With so much to see and do in Japan, it can be difficult to narrow them down to a short and manageable list of things to do to fit into a limited amount of time. The Japan Travel Awards are here to help with that. Launched just this year, the awards seek to acknowledge remarkable attractions across Japan which promote tourism through diversity, inclusion, sustainability and hospitality.
For its inaugural edition, the awards have recognised eight winners across seven categories; there are also six special recognition awards and one Grand Prix Winner. The winners were chosen by a panel of judges consisting travel writers, marketing professionals and entrepreneurs.
While Japan has no immediate plans to reopen for tourism – unfortunately – you can still add these award-winning destinations and experiences to your travel wishlist.
Most Accessible: Fukushima Barrier-Free Tour Center
This inclusive tourist information centre in Fukushima provides multilingual support and services to travellers with disabilities. The centre also offers consulting services to local businesses and tour organisers to help them find solutions and improve their accessibility.
Best Hospitality: Fufu Kawaguchiko
Surrounded by lush greenery, this photogenic resort in Yamanashi prefecture offers stunning views of Mt Fuji along with unparalleled service. Guests often feel safe and welcome during their stay as the resort boasts a relaxing environment with great accessibility and a team of LGBTQ+ friendly staff.
Best Sustainable: Hotel Why, and Nishi-Awa, Mt Tsurugi and The Yoshino River Tourism Zone
This category has two winners. The first winner is Hotel Why in Kamikatsu, Japan’s world renowned zero-waste town. The sustainable hotel is built from local cedar and furnished with discarded but restored furniture, doors and windows. Guests can also visit the nearby waste centre to learn how the town integrates recycling into everyday life.
The second winner is Mt Tsurugi and The Yoshino River Tourism Zone in Tokushima prefecture. This local area is known for its untouched environment where nature and people live together in harmony. One of the highlights here is Earthship Mima, a sustainable guesthouse built with recycled materials and runs on its own water and electricity.
Best Family-Friendly: Happy Raft
Happy Raft in Kochi prefecture provides thrilling adventures including world-class rafting, canyoning and other tours in English and Japanese. Unlike many outdoor sport operators in Japan, Happy Raft welcomes families with children as young as three years old. The well-trained staff are there to ensure safety for the little ones, and overnight stays can also be arranged.
Best LGBTQ+ Friendly: W Osaka
The W brand of hotels are cool and funky, and they are known to celebrate diversity and inclusivity. The new W Osaka, opened just last year, is no different. Since its opening, the hotel has hosted several meaningful events such as Queer Me Out and What She Said, which highlighted important social issues such as female empowerment and diversity.

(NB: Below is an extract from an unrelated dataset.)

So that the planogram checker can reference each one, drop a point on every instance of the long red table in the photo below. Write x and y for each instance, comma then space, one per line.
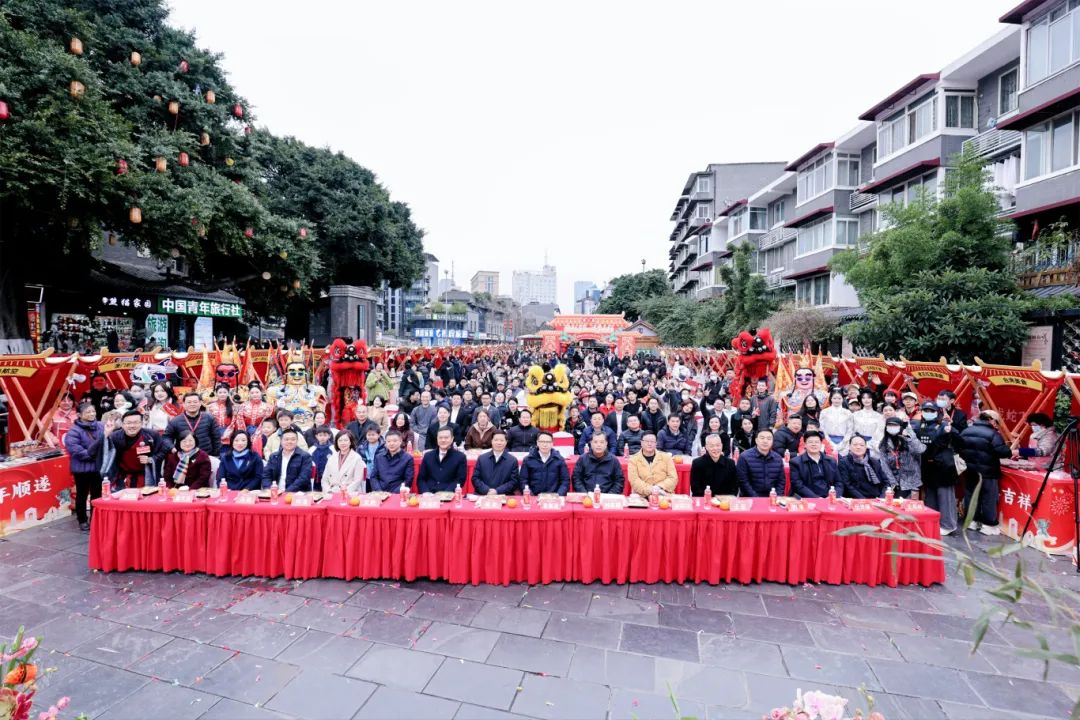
468, 544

Best Luxury Stay & Service: Hoshinoya Okinawa
This stunning seaside resort in the coastal village of Yomitan is the epitome of Japanese luxury. You’ll have everything at your disposal: oceanfront guest rooms, a gorgeous infinity pool that can be used year-round, and various activities including horse riding along the beach.
Best Luxury Experience: Iwami Kagura Private Performance
This traditional Shinto dance has been around since ancient times as a blessing ritual to invite good harvest and health. These days, performances are limited, but you can still catch shows in Shimane prefecture, where there are over 150 active Kagura groups keeping this tradition alive.

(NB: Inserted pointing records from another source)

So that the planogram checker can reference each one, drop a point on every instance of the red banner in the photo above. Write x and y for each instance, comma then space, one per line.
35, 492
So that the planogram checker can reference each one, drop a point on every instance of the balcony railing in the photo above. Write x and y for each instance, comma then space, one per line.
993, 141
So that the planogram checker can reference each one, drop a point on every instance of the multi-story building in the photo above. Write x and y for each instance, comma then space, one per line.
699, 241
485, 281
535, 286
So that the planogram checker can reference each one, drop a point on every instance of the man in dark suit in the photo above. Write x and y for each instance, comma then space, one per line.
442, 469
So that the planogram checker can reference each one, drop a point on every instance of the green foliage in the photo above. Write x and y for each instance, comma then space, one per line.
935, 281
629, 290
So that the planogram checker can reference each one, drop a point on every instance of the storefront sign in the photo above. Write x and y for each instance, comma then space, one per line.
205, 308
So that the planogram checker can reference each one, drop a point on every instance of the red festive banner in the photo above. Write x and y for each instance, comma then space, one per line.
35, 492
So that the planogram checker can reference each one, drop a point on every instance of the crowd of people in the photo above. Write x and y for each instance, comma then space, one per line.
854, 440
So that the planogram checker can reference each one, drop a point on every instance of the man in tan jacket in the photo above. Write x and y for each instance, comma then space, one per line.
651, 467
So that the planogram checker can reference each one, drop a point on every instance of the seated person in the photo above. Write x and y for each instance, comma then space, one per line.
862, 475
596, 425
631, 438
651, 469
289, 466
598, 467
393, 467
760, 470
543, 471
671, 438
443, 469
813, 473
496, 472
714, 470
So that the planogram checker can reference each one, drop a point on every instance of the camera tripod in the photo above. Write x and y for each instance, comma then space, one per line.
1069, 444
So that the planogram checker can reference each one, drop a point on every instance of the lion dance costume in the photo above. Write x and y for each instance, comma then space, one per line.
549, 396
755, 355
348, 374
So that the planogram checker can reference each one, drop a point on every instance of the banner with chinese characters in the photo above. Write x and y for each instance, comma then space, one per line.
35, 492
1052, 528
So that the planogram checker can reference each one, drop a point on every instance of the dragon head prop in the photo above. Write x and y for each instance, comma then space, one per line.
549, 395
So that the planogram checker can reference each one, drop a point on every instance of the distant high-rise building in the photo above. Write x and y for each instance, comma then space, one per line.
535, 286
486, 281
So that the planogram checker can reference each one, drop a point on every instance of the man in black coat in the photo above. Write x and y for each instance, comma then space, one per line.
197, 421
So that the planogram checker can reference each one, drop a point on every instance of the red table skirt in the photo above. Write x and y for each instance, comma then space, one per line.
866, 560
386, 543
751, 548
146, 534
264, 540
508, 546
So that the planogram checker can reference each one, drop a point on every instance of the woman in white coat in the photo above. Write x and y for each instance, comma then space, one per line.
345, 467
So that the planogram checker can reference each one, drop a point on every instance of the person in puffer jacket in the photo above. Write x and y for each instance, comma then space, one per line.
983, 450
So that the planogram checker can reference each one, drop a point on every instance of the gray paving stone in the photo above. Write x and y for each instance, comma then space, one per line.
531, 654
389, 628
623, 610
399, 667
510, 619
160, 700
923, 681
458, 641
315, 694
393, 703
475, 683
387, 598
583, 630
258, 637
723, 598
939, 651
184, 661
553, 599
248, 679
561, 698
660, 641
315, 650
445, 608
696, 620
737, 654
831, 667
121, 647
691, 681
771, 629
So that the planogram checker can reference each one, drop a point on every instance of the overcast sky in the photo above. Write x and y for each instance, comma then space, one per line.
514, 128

Special Recognition Awards and the Grand Prix Winner
Special recognition awards were also given out to six other outstanding destinations and services in Japan. Take a look at the full list of winners on the Japan Travel Awards website.
This year’s Grand Prix award goes to the Fukushima Barrier-Free Tour Center for its exceptional services as well as its progressive approach to promoting diversity and inclusion.